Most visitors to Zion have heard about the Narrows, a deep, narrow canyon along the North Fork of the Virgin River extending 16 miles, with rock walls towering over 1,000 feet high. When the gang was discussing the hike I quickly said to count me in. Jim had no interest, not being much of a water person, and not crazy about the idea of trying to hike for miles on slippery rocks in a cold canyon with wet feet.
We decided to rent some gear to try make the hike more comfortable, planning a late afternoon stop at Zion Outfitter the day before to try things on for size and have them in the car ready for the next morning. I was beginning to have my doubts about whether or not I even wanted to go based on the air and water temperature (46!) There are few places in the canyon where the sun even reaches, and I would much rather be too hot than too cold, so did I want to spend $41 (actually $44 with tax) on shoes, neoprene socks, and dry pants and still be miserable, cold and wet?
Well, we had so much fun trying on the gear, I decided I just had to give it a try. I would wear lots of warm layers and if I couldn’t make it very far, so be it. Thermal underwear tops and bottoms, my warmest insulated cycling jersey, nylon hiking pants, and a windbreaker. Also in my backpack were gloves, ear pops, and my biking arm warmers, all of which I ended up wearing. The dry bib pants actually kept our legs warm and dry, and the boots and neoprene socks kept our feet surprisingly warm even though they were wet. I was really impressed.
And weren’t we stylish? All except Mark, that is, with his denim shorts! Laurelee, Bobbie, Debbie, Mark and Suzanne.
The clarity of the water made it easy to see where we were stepping, and the boots gripped the rocks so well it was not as hard as we thought it would be to walk through the river. Except where the current was really strong and made it hard to put a foot down. I was glad I brought both of my hiking poles.
In order to get to the Narrows you first have to hike a mile on the paved Riverside Walk from the Temple of Sinewava, the last parking area/shuttle stop in Zion canyon. Laurelee, Debbie and I carried our gear and changed shoes and put on the dry pants at the end of the paved trail. Mark, Bobbie and Suzanne put theirs on at the cars. I was concerned about walking a mile in those boots, which were a bit too big, and that way I was able to get out of the wet boots and socks and put my Keen sandals back on for the last mile to the car after getting out of the river.
I’m guessing we hiked in the river at least 50% of the time, with the rest being on the sandy, rocky banks. The water was ankle to knee deep for the most part, although we did have to go through a few mid thigh sections.
Debbie checking the depth.
Our only casualties were Mark taking a little slip and fall and dunking his camera, and Suzanne letting go of her hiking stick, which floated away in the fast current never to be seen again. Here is just a sampling of the many photos I took. I left the Lumix at home and used our old Nikon with the non-functioning zoom just in case I took an unplanned swim.
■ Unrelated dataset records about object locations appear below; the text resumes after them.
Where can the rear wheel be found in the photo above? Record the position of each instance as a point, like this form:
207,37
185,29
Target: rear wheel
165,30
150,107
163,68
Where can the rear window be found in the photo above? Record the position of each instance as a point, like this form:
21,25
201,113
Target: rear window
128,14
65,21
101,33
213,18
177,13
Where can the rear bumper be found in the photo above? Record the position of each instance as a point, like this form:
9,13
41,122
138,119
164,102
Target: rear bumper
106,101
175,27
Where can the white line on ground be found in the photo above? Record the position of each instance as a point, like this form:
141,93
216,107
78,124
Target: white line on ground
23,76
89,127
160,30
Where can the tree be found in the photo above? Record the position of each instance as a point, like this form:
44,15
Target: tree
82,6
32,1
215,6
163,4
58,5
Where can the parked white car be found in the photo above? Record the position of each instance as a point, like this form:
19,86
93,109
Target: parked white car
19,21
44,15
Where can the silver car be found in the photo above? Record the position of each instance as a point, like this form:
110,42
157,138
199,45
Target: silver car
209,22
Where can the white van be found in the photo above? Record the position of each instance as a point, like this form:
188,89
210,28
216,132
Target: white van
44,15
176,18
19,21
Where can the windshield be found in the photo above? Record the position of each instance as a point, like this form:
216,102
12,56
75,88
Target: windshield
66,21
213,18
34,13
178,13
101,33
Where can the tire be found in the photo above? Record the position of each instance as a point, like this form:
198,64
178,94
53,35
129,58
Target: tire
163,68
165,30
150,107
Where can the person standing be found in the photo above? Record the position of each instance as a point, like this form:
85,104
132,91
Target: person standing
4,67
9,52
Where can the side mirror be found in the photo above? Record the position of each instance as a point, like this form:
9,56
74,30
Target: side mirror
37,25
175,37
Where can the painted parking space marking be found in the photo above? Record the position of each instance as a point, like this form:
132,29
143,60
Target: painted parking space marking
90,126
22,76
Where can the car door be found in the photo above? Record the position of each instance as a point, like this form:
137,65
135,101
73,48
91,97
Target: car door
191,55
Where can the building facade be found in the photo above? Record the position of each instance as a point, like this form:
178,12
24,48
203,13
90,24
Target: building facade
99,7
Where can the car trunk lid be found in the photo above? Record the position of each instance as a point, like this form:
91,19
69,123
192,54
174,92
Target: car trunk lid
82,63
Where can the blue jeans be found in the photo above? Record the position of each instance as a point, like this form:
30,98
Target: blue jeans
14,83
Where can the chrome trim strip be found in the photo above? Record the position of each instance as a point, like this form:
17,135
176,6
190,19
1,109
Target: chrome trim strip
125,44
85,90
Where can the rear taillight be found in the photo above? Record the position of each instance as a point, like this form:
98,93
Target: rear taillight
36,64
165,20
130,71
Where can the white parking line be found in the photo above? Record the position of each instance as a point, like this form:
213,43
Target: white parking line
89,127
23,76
We hiked in a little over two miles to Wall Street, and took a little detour through Orderville Canyon on the way back. We spent about four hours in and out of the water. I have a hard time picking favorites, but this is definitely one of those hikes I will always remember.
I would highly recommend renting the boots, socks and pants, unless you go in the heat of the summer. It was worth every penny, and the scenery is priceless. Thanks to the gang for encouraging me to go along!